Never regard study as a duty, but as the enviable opportunity
to learn to know the liberating influence of beauty in the
realm of the spirit for your own personal joy and to the profit
of the community to which your later work belongs.

Albert Einstein

Today's Meditation:

Why do we tend to study just what we have to study in order to get by?  During the many years of our educations, most of us do the bare minimum in order to get by--we read just what's assigned, we write just what we have to.  But through study we can literally change our lives--we can open up new vistas and new possibilities; we can recognize new beauties and new truths that we couldn't even imagine before; we can find more meaning in more things in our lives, broadening our perspective to make us happier and healthier people.

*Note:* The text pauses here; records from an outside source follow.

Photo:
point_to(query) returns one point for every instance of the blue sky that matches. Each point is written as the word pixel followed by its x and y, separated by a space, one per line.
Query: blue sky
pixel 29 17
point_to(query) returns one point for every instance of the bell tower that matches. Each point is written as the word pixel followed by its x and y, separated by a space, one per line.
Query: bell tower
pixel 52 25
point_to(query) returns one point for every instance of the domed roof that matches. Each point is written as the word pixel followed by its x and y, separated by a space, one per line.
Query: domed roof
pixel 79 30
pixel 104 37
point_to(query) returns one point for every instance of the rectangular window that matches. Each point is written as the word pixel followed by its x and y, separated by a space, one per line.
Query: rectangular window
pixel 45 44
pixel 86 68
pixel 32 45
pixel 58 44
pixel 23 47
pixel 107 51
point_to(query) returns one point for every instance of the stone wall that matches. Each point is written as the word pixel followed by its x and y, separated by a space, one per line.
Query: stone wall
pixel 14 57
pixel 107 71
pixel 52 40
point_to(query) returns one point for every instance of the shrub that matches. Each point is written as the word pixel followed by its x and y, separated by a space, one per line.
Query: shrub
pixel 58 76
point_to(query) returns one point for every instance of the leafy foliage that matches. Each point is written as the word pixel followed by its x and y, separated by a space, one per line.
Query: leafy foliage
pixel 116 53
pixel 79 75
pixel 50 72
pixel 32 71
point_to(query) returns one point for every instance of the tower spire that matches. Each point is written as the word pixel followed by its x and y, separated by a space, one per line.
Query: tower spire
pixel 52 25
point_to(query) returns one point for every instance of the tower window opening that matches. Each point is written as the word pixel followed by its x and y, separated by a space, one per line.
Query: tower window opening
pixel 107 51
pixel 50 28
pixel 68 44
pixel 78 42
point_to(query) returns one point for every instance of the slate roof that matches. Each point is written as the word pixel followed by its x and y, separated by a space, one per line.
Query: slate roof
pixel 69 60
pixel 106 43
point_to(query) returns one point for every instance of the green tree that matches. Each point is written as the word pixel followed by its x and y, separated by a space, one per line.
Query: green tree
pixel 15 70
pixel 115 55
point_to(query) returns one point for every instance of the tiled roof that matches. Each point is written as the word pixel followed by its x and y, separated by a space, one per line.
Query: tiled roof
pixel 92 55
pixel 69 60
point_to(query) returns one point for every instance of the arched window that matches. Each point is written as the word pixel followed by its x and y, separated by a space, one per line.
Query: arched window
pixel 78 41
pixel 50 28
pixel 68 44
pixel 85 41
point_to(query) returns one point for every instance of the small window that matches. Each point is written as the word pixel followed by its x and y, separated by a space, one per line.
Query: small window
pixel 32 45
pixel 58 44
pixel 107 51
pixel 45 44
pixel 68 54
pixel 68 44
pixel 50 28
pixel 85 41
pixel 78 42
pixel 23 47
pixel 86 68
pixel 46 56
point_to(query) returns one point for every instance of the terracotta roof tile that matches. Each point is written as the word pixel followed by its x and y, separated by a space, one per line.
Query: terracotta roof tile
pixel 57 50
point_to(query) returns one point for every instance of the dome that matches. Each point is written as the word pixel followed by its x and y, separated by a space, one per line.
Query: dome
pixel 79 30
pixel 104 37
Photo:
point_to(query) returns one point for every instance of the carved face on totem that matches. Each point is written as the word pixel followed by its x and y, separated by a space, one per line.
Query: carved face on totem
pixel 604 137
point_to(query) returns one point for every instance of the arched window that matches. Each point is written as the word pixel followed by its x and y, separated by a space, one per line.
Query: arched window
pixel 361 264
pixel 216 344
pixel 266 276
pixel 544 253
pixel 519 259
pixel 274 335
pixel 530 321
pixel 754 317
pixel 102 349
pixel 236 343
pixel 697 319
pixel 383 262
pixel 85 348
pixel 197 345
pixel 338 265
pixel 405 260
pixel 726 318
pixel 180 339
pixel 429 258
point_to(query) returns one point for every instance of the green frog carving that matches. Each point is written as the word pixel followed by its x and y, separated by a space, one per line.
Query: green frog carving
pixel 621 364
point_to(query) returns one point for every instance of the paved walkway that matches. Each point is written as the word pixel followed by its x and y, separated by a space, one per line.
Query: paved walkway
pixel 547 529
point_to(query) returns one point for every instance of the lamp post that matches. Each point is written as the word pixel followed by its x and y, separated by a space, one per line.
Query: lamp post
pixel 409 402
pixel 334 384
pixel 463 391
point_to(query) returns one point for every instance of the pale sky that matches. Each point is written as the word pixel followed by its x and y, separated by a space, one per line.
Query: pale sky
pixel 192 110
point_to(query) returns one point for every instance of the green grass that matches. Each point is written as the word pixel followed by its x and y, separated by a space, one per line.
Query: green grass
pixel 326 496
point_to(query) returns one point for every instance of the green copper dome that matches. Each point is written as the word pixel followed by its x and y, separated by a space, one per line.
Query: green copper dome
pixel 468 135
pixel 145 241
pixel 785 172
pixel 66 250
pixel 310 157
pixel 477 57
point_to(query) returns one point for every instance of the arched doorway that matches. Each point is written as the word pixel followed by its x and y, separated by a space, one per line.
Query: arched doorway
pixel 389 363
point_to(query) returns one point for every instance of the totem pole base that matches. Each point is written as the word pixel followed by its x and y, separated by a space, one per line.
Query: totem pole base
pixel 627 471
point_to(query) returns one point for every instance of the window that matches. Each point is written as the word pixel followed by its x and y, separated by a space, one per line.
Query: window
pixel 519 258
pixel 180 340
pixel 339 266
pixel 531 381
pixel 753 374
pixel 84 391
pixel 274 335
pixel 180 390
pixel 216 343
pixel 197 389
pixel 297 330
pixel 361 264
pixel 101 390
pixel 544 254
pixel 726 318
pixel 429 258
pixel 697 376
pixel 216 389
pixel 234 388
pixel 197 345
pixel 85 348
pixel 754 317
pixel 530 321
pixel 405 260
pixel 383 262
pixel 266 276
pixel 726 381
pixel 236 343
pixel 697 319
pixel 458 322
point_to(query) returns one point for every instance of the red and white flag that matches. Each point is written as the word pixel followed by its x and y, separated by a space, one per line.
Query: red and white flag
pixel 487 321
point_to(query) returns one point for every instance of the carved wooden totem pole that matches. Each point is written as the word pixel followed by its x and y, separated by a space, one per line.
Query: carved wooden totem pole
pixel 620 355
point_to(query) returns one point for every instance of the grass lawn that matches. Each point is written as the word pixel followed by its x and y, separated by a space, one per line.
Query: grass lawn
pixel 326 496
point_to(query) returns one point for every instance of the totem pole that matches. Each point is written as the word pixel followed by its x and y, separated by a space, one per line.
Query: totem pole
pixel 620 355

As we study more, we see further into the depths of the topics we're exploring; as we see further into the depths, we're more likely to recognize the inherent beauty of the objects in the ways that they're put together and exist.  Seeing that beauty tends to help us to realize the amazing way that objects in our universe exist and grow and change.  Seeing a flower is a beautiful experience; understanding how a flower goes from seed to plant to flower and then to producing more seeds gives us a glimpse into a beautiful reality that is breathtaking in its complexity--and simplicity.

Einstein calls the influence of such beauty "liberating," for it pulls us from the limited perspectives that we fall into in our day-to-day lives; it takes us into another world in which nothing is impossible and potential is unlimited.  And once we see that potential and recognize it for what it is, we become different people with a broader worldview and the potential to teach others what we've learned ourselves.

Sometimes we must study the bare minimum.  But other times--especially if the topic intrigues us--the effort that we put into study definitely will pay us back dividends that are truly unimaginable if we don't do it.

Questions to consider:

Why might we see study as drudgery rather than opportunity?

When you've really loved a topic and studied it deeply, what have you gained from that study?  Might you learn to love other topics?

Why does beauty so often stay hidden until we pay close attention to something?

For further thought:

I never stop studying.  There's always lots to learn.
When you stop learning, that's about the end of you.